O alinhamento brasileiro aos interesses estadunidenses foi formalizado
em 1947, onde no Rio de Janeiro nascia um pacto que enlaçaria militarmente
todas as nações deste continente: o Tratado Interamericano de Assistência
Recíproca. Os Estados Unidos, além de exportar para os seus vizinhos um
anticomunismo cada vez mais preocupante, esperavam fixar as bases de uma
dependência militar, abrindo um amplo mercado para exportar seus estoques
de armamento convencional. Por fim, a criação da Organização dos Estados
Americanos regulamentaria a assim chamada Pax Americana, comprovando a
insignificância de rivalidades locais frente à ameaça maior, ou seja, a expansão
da União Soviética e a presença dos Partidos Comunistas nestes países.

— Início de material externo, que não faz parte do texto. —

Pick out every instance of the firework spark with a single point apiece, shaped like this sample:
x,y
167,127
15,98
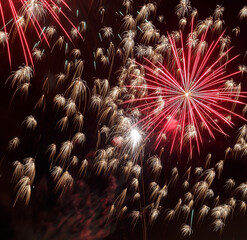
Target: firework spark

A campanha de Caça às Bruxas inevitavelmente esteve refletida durante
a repercussão de Monsieur Verdoux em Porto Alegre. Pouco tempo depois de
sua estréia, o Correio do Povo publicou um texto dotado de um estranho
sentimento que não parecia ser apenas de anticomunismo, mas algo que nos
sugeriu um acentuado racismo. O discurso desta nota foi muitíssimo parecido
com as acusações que McCarthy proferia contra Charles Chaplin, em que o
ator era descrito como um decadente palhaço judeu, um poeta inconseqüente
134
que disparava contra a sociedade idéias subversivas e que não passaria de um
burguês perdido entre sua decepcionante vida amorosa e os muitos processos
que colecionava em sua carreira.
É interessante destacar a condição de “ancestral hebreu” atribuída a
Charles Chaplin. Em meio às representações do comunismo como fenômeno
ligado à ação de estrangeiros, era muito comum o argumento de que os judeus
atraíram contra si a principal carga dos ataques anticomunistas. Nenhum outro
grupo de imigrantes recebeu tantas acusações de envolvimento com as
doutrinas revolucionárias quanto os judeus, especialmente nos momentos em
que ações contrárias aos estrangeiros eram práticas comuns. Nos momentos
em que o discurso anticomunista abandonava suas referências genéricas aos
perigos provenientes do estrangeiro, as desconfianças eram freqüentemente
associadas aos judeus. Como demonstramos, durante a Guerra Fria, a ameaça
estrangeira continuava presente no imaginário anticomunista.
Aproveitando o argumento anteriormente exposto, quando discutíamos a
divulgação da tira chapliniana ao nazismo nas ginas da Revista do Globo,
o tradicional jornal Correio do Povo apelou para o anticomunismo religioso ao
repercutir Monsieur Verdoux, argumentando que o fortalecimento de ícones
sobrenaturais como o demônio, comparado às personalidades de Stálin e
Chaplin no artigo que originou esta dissertação, poderia subverter a sociedade
frente ideário soviético, lógica que saia fortalecida após a consolidação do
conflito bipolar. Enfim, com este trabalho procurávamos demonstrar o alcance
dos argumentos anticomunistas conforme a repercussão da filmografia política
de Carlitos em Porto Alegre, contribuindo de forma efetiva ao resgatar aspectos
pouco conhecidos das trajetórias de Jacob Koutzii e Paulo Fontoura Gastal.